Relieve Server Performance
Server performance certainly has its limitations. If forced to work too hard constantly, the server could be down. As a result, your website becomes inaccessible.This can be overcome by using a web cache. As explained earlier, because there is no need to do the same process over and over again, the server load can be reduced. In other words, the web cache can maintain the stability of server performance.
Save Memory Server
Web cache is also useful to save memory server. That is, the web hosting service you use certainly has storage capacity, bandwidth and memory (RAM) requirements. Well, that’s what is used to process requests on the server.
With the cache, not all requests have to be processed by the server because it is sufficient to be served by the cache. So, the remaining memory becomes more so that it can be used to handle other requests.
Improve Website User Experience
Website speed is one of the factors that affect user experience (UX) or visitor experience. Well, thanks to the web cache, a fast loading website is able to make the user experience of visitors to be better.

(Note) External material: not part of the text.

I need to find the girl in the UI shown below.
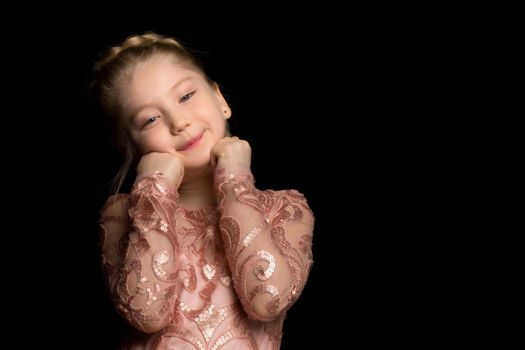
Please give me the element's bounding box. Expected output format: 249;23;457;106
94;33;314;349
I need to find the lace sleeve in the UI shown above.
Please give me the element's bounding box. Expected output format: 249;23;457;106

Website Easier Appear in Google Search
Web cache can also help SEO efforts, both on desktop and mobile. Why is that? When your website is fast, it will be prioritized to appear on search pages. Thus, more and more visitors will come to your website.
Types of Cache Associated with the Website
You can get the above benefits from various types of cache. What are the types? Come on, see the list below:
When you access the website, most of the files stored by the browser. This collection of files is called the browser cache.
Well, when you access the same web page, the browser presents quite the cache. This will speed up loading website pages because you don’t have to wait for the server response anymore.
Because it is stored in the browser, you can clear this type of cache via your browser settings. Usually, this is done to:
- Increase the remaining storage capacity of the device so that it can store new files.
- Displays the latest version of a web page that has been updated if the cache still has an old version.
If you are a website owner, you can also adjust the duration of the cache storage in the browser with the add expires header. With such an arrangement, the website will tell the browser to clear the cache in accordance with the given.
Server cache is a type of website cache that is stored on the server. So, the website server already has a cache of its pages so that it can be sent to the visitor’s browser more quickly.
There are several types of cache servers, namely:
Object cache stores only one type of data on a web page. Database or images only, for example. However, the object cache function is not fixed on just one page. Other pages that have the same data or content can also take advantage of existing cache objects. Therefore, this type of cache is useful when there are data or large files running on multiple pages at once.
This type of cache acts like an object cache. The difference is, the fragment cache is used for one page only.
The opcode cache stores PHP files used by websites. With it, the execution of these files can be accelerated when the website is accessed.
The CDN cache can only be used after you have integrated your website with a content delivery network (CDN) service. The performance is the same as full-page cache. However, the cache is stored on servers belonging to CDN services in various countries. When visitors access your website, the closest server sends the cache. Therefore, CDN cache is suitable for websites that target international visitors.
Well, talking about cache servers is inseparable from the type of website server used. Nowadays, you can find a variety of web servers, Apache and Nginx are two of them.
However, any type of a website server supports different types of caches. If you want to be able to use all kinds of cache, LiteSpeed Web Server is the option.